Agency Affected Recommendation Status
Department of Defense To align DOD's stated emphasis on responding to and mitigating the effects from WMD incidents at home and abroad with the readiness of Army chemical units, the Secretary of Defense should direct the Secretary of the Army to develop a specific plan to address the long-standing chemical unit personnel shortages that have been exacerbated by ongoing operations, particularly for chemical operations specialists. This plan should specifically address and discuss options such as the need for temporarily prohibiting the transfer of personnel from chemical units with homeland defense missions into units supporting other operations; requiring soldiers in chemical occupational specialties to return to assignments requiring that specialty after deployments, as long as shortages continue in that specialty; other steps designed to mitigate the loss of these personnel; and the risks associated with not taking such steps.
Closed - Not Implemented
DOD non concurred with this recommendation and further stated that promotion, reclassification, and incentive programs are constantly adjusted to react to the changing needs of the Army.

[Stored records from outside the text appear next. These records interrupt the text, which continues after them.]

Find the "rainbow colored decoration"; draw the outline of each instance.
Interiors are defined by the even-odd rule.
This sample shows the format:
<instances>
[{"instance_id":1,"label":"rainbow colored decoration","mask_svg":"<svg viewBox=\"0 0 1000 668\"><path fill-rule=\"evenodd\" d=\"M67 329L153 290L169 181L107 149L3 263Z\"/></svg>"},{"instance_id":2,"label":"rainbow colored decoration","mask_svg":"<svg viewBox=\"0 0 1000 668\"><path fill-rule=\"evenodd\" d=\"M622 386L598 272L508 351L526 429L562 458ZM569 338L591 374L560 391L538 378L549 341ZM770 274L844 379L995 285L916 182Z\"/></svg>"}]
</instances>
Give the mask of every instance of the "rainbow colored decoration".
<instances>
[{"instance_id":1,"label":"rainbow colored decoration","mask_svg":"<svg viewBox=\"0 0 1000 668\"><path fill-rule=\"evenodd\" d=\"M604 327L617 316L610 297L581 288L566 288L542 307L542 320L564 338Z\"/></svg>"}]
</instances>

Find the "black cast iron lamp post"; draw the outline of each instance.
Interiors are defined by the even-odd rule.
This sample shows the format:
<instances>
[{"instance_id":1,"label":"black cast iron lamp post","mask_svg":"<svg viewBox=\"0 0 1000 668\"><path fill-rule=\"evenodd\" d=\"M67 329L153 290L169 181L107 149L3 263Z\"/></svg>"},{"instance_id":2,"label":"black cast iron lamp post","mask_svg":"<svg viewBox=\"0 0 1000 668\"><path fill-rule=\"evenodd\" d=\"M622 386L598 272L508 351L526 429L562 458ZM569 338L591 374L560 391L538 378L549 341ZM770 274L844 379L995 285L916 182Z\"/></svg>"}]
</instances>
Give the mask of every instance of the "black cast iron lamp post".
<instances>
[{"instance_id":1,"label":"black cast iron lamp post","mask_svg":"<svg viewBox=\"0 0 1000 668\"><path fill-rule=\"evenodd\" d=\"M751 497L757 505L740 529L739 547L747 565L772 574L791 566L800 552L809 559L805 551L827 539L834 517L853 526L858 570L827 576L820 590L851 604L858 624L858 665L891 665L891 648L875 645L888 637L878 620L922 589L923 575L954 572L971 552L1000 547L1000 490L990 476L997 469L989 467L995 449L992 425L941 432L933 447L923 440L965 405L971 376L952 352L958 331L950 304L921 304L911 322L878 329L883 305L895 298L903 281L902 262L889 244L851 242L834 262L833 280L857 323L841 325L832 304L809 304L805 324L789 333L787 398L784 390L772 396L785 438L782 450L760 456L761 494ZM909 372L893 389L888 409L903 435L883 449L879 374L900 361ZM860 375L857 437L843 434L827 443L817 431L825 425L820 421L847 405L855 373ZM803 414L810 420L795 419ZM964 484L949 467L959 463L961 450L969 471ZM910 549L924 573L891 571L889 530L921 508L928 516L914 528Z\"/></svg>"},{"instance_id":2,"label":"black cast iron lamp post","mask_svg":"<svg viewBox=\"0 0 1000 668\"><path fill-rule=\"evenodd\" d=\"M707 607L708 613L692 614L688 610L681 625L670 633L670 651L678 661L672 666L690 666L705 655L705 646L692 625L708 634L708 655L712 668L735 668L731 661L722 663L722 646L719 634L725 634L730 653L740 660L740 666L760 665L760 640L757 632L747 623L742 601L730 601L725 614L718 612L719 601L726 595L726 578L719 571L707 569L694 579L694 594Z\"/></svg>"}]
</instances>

Department of Defense To align DOD's stated emphasis on responding to and mitigating the effects from WMD incidents at home and abroad with the readiness of Army chemical units, the Secretary of Defense should direct the Secretary of the Army to determine how many and which active, National Guard, and Army Reserve chemical units will be needed to perform homeland defense missions, including responding to multiple, near-simultaneous CBRNE attacks on the United States, and set forth a plan to ensure that for these units, the homeland defense mission is given priority over other missions.
Closed - Not Implemented
Recent GAO work (see GAO-10-123) has found that DOD still relies on "dual-capability" forces to provide chemical, biological, radiological, nuclear, or high-yield explosive ( CBRNE) consequence management capabilities in addition to existing overseas missions. These CBRNE Consequence Management Response Force Packages are rotational and not dedicated to homeland defense. They will come under operational control of U.S. Northern Command only in the event of an incident.
Department of Defense To align DOD's stated emphasis on responding to and mitigating the effects from WMD incidents at home and abroad with the readiness of Army chemical units, the Secretary of Defense should direct the Secretary of the Army to develop and approve a plan for addressing DOD's decontamination equipment shortages until new joint systems are fielded beginning in fiscal year 2009. This plan should determine the total number of systems needed during the interim period, by type of system (M12, M17, Karcher, or Falcon) to maintain the needed decontamination capability; how the interim systems will be integrated with retained M12 and M17 systems; how training and logistical support for the interim systems will be addressed; and whether the interim systems should be type-classified and standardized as official military equipment with a national stock number, and added to units' official equipment lists.
Closed - Not Implemented
DOD noncurred with this recommendation and stated that the recommendation does not accurately reflect the current situation.
Department of Defense To align DOD's stated emphasis on responding to and mitigating the effects from WMD incidents at home and abroad with the readiness of Army chemical units, the Secretary of Defense should direct the Secretary of the Army to set a definitive deadline for completing chemical and biological defense doctrine to reflect new homeland defense missions.
Closed - Implemented
DOD revised and published Army Field Manual 3-11.21 "Multiservice Tactics, Techniques and Procedures for Chemical, Biological, Radiological, and Nuclear Consequence Management Operations" in April 2008. It includes the agreed-upon guidance to reflect homeland defense missions.